Invention Title:

Large Language Model(s) System for Capturing, Maintaining, and Separating Copyrighted Information Within a Blockchain Network with Automatic Output of Information

Publication number:

US20250209141

Publication date:

2025-06-26

Section:

Physics

Class:

G06F21/106

Inventors:

Laura LEHMANN 🇺🇸 New York, NY, United States

Sorat TUNGKASIRI 🇺🇸 Skillman, NJ, United States

Applicant:

Pangee, Inc. 🇺🇸 New York, NY, United States

Smart overview of the Invention

Overview: The patent application describes a system for managing data input into generative AI models or large language models (LLMs). It involves creating a non-fungible token (NFT) for each data object, assigning a smart contract to each NFT to regulate interactions, and recording these onto a blockchain. This process ensures that copyrighted information is tracked, maintained, and separated appropriately.

Technical Field: The innovation lies in the intersection of artificial intelligence and blockchain technology. By generating NFTs for each data object fed into an AI model, the system offers a method for tracking and managing copyrighted material. Smart contracts attached to these NFTs further control how the data is used and interacted with, ensuring compliance with copyright laws.

Background: Copyrighted materials are crucial in protecting intellectual property and fostering creativity. However, the rise of generative AI has led to challenges, including potential copyright infringements. The system addresses these issues by providing a mechanism to monitor and separate copyrighted content from the training data of AI models, thus respecting ownership rights and encouraging innovation.

Detailed Description: The system includes an intermediary AI model that works with search algorithms to compartmentalize copyrighted data without directly integrating it into model training. This approach allows publishers to opt out of sharing their data, preventing unauthorized use in training models. Additionally, it enables tracking the sources of information used by AI models, adding value by ensuring content authenticity and accuracy.

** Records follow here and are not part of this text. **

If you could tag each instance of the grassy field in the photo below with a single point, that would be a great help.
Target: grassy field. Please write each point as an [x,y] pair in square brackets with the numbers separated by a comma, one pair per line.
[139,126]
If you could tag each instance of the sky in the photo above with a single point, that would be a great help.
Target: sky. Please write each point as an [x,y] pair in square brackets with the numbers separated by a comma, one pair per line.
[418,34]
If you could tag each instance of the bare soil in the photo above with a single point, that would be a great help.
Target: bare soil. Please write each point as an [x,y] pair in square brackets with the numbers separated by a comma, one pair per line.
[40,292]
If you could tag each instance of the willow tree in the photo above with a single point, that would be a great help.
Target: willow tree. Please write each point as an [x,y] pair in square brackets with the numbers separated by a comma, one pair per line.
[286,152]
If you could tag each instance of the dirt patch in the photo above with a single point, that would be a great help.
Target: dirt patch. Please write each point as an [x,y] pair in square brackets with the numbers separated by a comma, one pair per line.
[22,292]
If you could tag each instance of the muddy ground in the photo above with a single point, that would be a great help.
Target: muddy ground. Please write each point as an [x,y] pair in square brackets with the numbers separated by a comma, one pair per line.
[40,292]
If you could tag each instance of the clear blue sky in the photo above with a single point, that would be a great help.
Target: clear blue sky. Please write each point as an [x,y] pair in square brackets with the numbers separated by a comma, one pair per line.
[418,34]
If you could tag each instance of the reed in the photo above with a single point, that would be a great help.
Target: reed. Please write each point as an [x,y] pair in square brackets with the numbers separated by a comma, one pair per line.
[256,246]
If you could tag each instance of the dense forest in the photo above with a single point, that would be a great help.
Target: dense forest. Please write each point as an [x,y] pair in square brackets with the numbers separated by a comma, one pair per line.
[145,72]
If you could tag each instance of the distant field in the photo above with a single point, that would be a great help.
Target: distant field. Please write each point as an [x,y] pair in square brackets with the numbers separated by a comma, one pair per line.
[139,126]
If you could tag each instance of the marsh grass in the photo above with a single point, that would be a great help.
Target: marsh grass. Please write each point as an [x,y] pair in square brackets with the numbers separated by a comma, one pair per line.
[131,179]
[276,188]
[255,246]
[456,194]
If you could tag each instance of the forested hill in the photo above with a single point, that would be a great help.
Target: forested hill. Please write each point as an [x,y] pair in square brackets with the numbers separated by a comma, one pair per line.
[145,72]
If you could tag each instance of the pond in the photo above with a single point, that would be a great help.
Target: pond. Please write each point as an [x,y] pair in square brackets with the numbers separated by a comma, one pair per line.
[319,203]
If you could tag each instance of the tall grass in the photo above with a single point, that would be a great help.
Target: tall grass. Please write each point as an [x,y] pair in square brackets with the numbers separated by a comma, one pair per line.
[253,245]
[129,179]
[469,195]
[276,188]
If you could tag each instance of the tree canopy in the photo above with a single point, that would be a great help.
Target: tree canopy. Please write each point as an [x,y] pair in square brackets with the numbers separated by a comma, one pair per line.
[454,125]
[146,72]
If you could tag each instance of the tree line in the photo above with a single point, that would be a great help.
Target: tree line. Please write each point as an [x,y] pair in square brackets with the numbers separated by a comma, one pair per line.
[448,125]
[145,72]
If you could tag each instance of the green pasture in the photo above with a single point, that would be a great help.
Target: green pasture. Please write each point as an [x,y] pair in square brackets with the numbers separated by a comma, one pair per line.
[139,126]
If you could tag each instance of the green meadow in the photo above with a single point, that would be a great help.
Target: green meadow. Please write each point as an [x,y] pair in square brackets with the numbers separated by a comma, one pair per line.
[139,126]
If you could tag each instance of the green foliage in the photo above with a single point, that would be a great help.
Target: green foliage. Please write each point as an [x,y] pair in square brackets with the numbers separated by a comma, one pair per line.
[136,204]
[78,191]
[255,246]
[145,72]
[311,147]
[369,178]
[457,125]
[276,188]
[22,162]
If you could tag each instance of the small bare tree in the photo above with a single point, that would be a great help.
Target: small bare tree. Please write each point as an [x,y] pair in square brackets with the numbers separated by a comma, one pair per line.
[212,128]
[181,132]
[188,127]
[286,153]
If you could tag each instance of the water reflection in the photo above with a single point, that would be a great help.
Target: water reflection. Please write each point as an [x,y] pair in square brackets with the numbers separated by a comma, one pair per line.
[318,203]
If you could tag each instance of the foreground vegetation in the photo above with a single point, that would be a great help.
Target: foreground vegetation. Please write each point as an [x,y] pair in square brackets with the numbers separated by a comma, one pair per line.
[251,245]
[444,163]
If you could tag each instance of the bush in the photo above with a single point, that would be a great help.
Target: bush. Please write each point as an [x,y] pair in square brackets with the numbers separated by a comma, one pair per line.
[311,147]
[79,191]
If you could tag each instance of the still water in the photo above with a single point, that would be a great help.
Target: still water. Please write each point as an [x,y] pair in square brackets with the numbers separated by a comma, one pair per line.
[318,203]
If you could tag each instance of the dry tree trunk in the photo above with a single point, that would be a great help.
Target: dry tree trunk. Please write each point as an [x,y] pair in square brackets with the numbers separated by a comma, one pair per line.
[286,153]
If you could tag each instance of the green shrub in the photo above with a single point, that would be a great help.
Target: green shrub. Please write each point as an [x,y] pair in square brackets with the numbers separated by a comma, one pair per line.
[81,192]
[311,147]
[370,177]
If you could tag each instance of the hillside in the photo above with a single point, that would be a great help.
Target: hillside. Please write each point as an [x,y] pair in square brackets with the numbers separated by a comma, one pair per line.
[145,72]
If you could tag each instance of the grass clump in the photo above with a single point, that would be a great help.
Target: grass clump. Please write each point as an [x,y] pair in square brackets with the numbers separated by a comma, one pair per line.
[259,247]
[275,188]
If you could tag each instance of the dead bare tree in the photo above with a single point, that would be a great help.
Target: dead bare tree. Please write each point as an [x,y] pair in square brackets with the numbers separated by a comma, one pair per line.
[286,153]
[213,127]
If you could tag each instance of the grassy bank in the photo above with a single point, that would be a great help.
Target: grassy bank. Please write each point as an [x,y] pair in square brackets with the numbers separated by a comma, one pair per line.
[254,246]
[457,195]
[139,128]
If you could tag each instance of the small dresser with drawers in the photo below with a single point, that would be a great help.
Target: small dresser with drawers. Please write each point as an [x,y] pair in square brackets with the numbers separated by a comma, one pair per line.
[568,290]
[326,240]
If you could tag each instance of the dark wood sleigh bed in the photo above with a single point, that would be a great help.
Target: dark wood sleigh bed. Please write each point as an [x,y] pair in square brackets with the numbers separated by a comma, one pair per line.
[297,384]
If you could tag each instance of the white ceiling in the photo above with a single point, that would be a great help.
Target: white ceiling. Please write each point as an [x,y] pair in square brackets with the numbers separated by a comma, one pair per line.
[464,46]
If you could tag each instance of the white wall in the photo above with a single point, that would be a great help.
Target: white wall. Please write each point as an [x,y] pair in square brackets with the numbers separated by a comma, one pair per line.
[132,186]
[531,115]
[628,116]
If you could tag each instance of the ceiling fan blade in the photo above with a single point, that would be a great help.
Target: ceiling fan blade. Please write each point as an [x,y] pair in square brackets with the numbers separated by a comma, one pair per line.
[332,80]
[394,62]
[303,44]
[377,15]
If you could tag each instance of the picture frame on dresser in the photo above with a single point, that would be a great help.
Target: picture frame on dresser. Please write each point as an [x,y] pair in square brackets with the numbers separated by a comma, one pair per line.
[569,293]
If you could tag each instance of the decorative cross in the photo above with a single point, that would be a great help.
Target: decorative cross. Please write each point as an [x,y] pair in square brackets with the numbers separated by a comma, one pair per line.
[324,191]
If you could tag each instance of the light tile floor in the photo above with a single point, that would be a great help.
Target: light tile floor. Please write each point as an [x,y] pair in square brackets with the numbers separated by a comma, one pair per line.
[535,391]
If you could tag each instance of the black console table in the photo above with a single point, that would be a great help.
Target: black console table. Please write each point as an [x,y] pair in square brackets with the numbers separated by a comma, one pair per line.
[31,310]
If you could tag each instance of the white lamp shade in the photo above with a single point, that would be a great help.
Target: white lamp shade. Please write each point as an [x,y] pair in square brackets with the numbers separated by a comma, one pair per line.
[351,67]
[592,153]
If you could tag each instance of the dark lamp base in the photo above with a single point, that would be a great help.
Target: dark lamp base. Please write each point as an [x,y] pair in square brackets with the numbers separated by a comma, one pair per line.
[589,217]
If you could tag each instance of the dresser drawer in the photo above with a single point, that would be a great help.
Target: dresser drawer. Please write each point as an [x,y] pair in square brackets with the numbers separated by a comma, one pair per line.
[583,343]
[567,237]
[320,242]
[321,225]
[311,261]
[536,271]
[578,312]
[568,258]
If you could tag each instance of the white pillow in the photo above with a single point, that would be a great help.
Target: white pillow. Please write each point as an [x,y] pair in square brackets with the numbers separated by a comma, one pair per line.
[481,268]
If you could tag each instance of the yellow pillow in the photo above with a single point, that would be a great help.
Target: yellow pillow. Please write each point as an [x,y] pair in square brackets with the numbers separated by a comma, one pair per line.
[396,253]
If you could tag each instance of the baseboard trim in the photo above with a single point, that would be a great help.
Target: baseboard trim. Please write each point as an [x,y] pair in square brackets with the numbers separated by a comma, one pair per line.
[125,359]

Applications and Benefits: By separating copyrighted data from open-source models, the system not only protects intellectual property but also enhances the reliability of AI-generated content. It supports industries reliant on precise information by facilitating cross-referencing of multiple sources. This capability is particularly valuable in fields such as politics and medicine, where accurate information is critical.